Regrettably, even though two decades have passed since the IOM report, medical errors are still omnipresent; and deaths due to medical errors continue to be under-reported in almost all medical institutions and hospitals.?[7,25,26] Referring to the U.S., Makary and Daniel[26] have lately reiterated that over the last two decades the situation has in all likelihood worsened. Medical errors now probably account for as many as 251,000 deaths yearly (four times greater than the IOM estimate); that's 9.5% of all deaths in the U.S. and the third main cause of death after heart disease and cancer.[26] Wilson et al.[27] have reported that medical errors causing deaths may be more rampant in low- and middle-income countries. Makary and Daniel[26] have stated that medical errors are not included on death certificates or in rankings of cause of death because a major limitation of the death certificate is that it is based on assigning an International Classification of Disease (ICD) code to the cause of demise. As a result, causes of death not associated with an ICD code, which includes human and system factors, are not documented.[26] According to the WHO, 117 countries, including India, code their mortality data using the ICD system as the primary indicator of health status.[28] The current ICD-10 coding system has limited ability to capture most types of medical errors. At best, there are only some codes wherein the role of errors may be inferred, such as the code for anticoagulation inflicting adverse effects and the code for overdose events.[26] Makary and Daniel[26] have endorsed that when a medical error results in loss of life, both the physiological cause of the death and the associated problem with the delivery of care ought to be mentioned on death certificates. These factors raised by Makary and Daniel are well taken, but we must also take into account that attributing a death to medical error is a complex and challenging task that requires an analytical process with several implications. It is not always (maybe only in glaring cases) possible to attribute the cause of death to medical error immediately at the time of writing the death certificate.

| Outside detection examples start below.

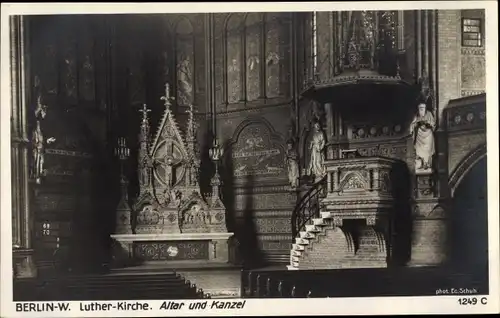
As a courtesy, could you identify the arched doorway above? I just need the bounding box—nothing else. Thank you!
[451,156,488,272]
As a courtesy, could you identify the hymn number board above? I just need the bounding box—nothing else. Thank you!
[35,220,71,251]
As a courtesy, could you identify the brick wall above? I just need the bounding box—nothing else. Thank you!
[437,10,461,124]
[409,219,447,266]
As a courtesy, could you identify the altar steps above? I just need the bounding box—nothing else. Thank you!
[14,272,208,301]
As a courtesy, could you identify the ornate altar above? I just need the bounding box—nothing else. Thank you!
[111,84,233,263]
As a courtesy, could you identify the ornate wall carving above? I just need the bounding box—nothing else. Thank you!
[235,192,296,214]
[134,241,209,261]
[230,121,286,179]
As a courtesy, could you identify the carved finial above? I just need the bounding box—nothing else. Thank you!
[139,104,151,123]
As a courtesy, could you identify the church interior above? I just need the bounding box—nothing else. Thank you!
[10,10,488,300]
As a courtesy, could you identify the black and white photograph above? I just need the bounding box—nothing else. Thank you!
[1,1,499,317]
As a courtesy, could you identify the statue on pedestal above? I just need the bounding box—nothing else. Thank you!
[286,128,300,189]
[307,122,326,181]
[410,103,436,172]
[31,96,56,184]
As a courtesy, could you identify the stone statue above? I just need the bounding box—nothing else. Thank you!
[31,97,56,184]
[307,122,326,181]
[410,103,436,172]
[286,134,300,189]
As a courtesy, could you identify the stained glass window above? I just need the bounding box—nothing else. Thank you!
[245,13,262,101]
[226,14,243,103]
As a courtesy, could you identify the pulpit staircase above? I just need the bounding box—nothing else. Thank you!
[287,156,398,270]
[13,272,210,301]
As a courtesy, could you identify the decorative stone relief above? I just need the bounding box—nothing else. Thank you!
[231,123,286,178]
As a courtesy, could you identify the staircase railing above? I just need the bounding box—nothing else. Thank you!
[292,176,326,241]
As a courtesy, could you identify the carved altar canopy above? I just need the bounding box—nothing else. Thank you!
[133,89,227,234]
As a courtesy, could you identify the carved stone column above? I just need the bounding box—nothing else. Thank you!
[10,16,37,278]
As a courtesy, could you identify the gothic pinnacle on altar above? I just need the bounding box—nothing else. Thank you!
[138,104,153,192]
[208,138,224,206]
[139,104,151,144]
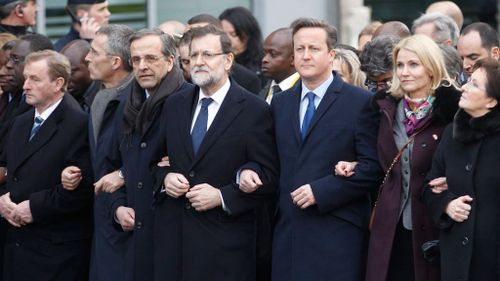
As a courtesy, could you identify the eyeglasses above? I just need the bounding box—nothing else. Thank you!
[365,78,392,93]
[189,52,226,61]
[129,55,165,66]
[7,55,25,65]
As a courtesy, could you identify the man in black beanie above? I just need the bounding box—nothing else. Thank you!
[0,0,37,36]
[56,0,111,51]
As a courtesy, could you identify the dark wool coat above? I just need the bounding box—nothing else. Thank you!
[424,110,500,281]
[366,86,460,281]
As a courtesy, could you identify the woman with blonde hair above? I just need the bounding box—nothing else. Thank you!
[335,35,460,281]
[333,48,366,89]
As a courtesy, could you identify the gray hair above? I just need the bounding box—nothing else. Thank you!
[411,13,460,46]
[96,24,134,71]
[129,27,176,63]
[360,36,400,77]
[439,44,462,81]
[0,0,29,19]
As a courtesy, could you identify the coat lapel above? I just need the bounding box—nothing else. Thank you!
[193,81,245,166]
[13,98,66,169]
[299,74,344,140]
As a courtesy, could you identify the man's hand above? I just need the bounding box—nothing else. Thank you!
[12,200,33,226]
[79,15,101,39]
[429,177,448,194]
[445,195,472,222]
[163,173,189,198]
[116,206,135,231]
[94,170,125,194]
[240,169,262,193]
[0,192,21,227]
[0,167,7,184]
[186,183,222,212]
[290,184,316,209]
[61,166,82,190]
[334,161,358,177]
[156,156,170,167]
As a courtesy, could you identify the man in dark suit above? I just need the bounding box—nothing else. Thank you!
[0,50,93,281]
[90,28,193,281]
[154,25,277,281]
[0,34,54,153]
[61,24,134,281]
[271,19,380,281]
[259,28,300,104]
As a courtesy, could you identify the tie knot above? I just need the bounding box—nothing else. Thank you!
[201,98,214,108]
[35,116,43,125]
[271,85,281,94]
[306,92,316,102]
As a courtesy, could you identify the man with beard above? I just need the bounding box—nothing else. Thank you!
[95,28,193,281]
[0,34,54,154]
[154,25,277,281]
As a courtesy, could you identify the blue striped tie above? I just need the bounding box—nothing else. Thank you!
[191,98,213,155]
[301,92,316,139]
[30,116,43,141]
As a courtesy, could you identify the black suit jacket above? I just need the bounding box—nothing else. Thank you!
[155,80,277,281]
[0,95,93,280]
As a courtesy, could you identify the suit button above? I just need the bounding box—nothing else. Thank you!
[465,164,472,172]
[462,236,469,246]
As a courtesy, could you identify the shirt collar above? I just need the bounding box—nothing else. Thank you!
[35,98,63,121]
[198,76,231,105]
[271,72,300,91]
[300,73,333,100]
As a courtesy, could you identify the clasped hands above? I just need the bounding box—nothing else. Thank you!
[163,173,222,212]
[0,192,33,227]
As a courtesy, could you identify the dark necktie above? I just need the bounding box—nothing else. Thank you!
[272,85,281,96]
[191,98,213,155]
[30,116,43,141]
[301,92,316,139]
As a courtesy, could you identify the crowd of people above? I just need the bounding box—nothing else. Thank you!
[0,0,500,281]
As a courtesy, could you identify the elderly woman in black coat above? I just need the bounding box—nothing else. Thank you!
[423,59,500,281]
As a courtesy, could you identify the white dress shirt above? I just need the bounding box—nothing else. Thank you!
[299,74,333,128]
[189,79,231,133]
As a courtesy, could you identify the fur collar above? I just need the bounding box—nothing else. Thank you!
[373,85,461,124]
[453,109,500,143]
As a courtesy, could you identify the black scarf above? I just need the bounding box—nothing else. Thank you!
[453,108,500,143]
[123,65,184,136]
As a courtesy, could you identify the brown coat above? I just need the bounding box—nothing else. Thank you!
[366,86,460,281]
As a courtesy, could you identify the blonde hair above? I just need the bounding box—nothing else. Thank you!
[333,49,366,88]
[388,35,458,98]
[24,50,71,91]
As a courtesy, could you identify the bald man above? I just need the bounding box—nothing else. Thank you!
[61,39,100,113]
[372,21,411,39]
[425,1,464,30]
[158,20,186,37]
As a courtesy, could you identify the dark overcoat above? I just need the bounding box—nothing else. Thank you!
[89,77,133,281]
[107,80,193,281]
[154,80,277,281]
[424,110,500,281]
[271,73,382,281]
[0,94,93,281]
[366,86,460,281]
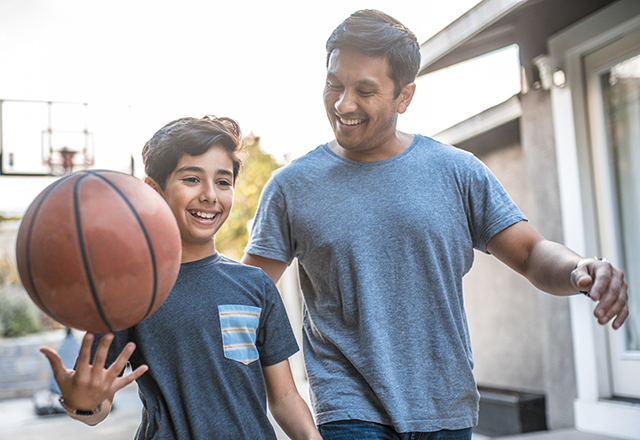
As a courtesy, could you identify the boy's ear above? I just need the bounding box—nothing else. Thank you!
[144,176,162,195]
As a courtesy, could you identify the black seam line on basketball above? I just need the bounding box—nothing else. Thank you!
[25,177,74,318]
[73,173,113,333]
[93,173,158,319]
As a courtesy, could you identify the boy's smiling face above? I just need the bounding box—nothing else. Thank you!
[151,145,234,263]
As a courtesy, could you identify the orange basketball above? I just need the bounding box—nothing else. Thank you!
[16,170,182,333]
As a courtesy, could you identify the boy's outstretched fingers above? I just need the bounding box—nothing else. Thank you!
[572,258,629,329]
[40,333,148,409]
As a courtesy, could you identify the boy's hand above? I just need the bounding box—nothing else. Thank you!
[571,258,629,329]
[40,333,148,411]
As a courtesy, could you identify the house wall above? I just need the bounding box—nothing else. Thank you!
[520,89,576,428]
[464,143,545,393]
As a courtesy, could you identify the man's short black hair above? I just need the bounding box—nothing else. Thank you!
[327,9,420,97]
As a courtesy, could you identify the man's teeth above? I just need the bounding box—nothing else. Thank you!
[191,211,216,220]
[340,118,364,125]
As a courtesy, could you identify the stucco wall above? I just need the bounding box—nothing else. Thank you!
[464,144,545,393]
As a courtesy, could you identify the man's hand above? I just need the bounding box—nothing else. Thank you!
[571,258,629,330]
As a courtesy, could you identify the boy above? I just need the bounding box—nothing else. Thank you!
[42,117,321,440]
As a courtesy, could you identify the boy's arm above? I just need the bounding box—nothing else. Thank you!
[40,333,148,426]
[262,359,322,440]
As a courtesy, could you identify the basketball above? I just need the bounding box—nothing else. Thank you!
[16,170,182,333]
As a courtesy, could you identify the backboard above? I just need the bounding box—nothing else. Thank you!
[0,100,132,176]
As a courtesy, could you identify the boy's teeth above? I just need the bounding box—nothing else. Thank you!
[193,211,215,219]
[340,118,364,125]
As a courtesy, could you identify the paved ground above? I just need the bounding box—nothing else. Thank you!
[0,384,618,440]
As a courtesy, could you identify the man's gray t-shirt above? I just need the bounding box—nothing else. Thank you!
[245,135,525,432]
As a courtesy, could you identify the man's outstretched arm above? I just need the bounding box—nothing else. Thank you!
[242,254,288,284]
[487,221,629,329]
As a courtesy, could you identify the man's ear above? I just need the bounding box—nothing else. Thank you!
[144,176,162,195]
[396,83,416,115]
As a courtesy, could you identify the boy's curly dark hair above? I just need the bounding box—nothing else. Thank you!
[142,115,242,190]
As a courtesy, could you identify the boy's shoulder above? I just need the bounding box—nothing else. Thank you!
[216,254,270,279]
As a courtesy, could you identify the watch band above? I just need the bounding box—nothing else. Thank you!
[58,396,102,417]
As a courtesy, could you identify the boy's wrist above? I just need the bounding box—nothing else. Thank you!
[58,395,102,417]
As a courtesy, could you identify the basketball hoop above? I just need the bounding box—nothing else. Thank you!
[42,103,94,176]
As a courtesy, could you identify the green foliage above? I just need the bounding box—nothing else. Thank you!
[215,135,280,260]
[0,284,44,338]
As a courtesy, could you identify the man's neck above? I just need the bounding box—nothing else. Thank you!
[329,131,414,162]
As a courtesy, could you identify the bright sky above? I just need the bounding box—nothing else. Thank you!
[0,0,519,213]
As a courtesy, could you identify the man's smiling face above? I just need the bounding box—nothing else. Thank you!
[324,48,398,159]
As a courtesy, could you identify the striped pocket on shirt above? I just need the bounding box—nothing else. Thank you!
[218,304,262,365]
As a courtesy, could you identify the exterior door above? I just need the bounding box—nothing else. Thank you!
[584,26,640,398]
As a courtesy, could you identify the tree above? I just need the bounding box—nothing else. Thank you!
[215,134,281,260]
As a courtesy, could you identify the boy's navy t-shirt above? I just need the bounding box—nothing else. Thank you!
[93,253,298,440]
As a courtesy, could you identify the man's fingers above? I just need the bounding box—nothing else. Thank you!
[611,304,629,330]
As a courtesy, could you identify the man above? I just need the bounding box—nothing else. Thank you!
[243,10,628,439]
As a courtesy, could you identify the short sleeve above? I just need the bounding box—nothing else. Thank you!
[467,157,527,253]
[245,174,295,264]
[256,274,299,366]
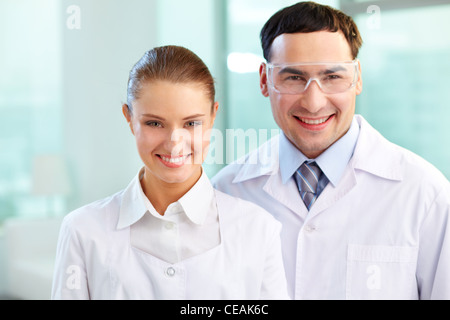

To conclude, medical errors are an important public health global problem and pose a serious threat to patient safety and quality of care. Although medical errors are inevitable, decisive actions can be taken to noticeably lessen them and enhance patient safety. To attain this, an abiding culture dedicated to decreasing medical errors needs to be created at regional, national, and international levels. Because of the high-cost factor, many hospitals have been sluggish to invest in technologies, such as electronic medical records, MERS, CPOE systems, and care bundles that have helped lessen medical errors and enhance patient safety.[7] Government authorities ought to provide monetary incentives to medical institutions to invest in computerized technologies related to strengthening patient safety.[7] A “no blame” safety culture that would inspire ?healthcare professionals to actively report medical errors should be established in medical institutions.[6,29,30,31] Hospital management should provide well-timed feedback and implement visible corrective measures on an ongoing basis so that healthcare professionals continue to utilize these technologies optimally.[5,9] A wholesome healthy working environment along with the sagacious implementation of work-hour limitations would help prevent burnout in healthcare professionals.[32] Constant awareness, responsible attitude, and accountable professionalism by every member of the teamwork are key elements that contribute to reduce medical errors. Ensuring patient safety is not only a vital mission ahead but ought to be a commitment in a just healthcare system.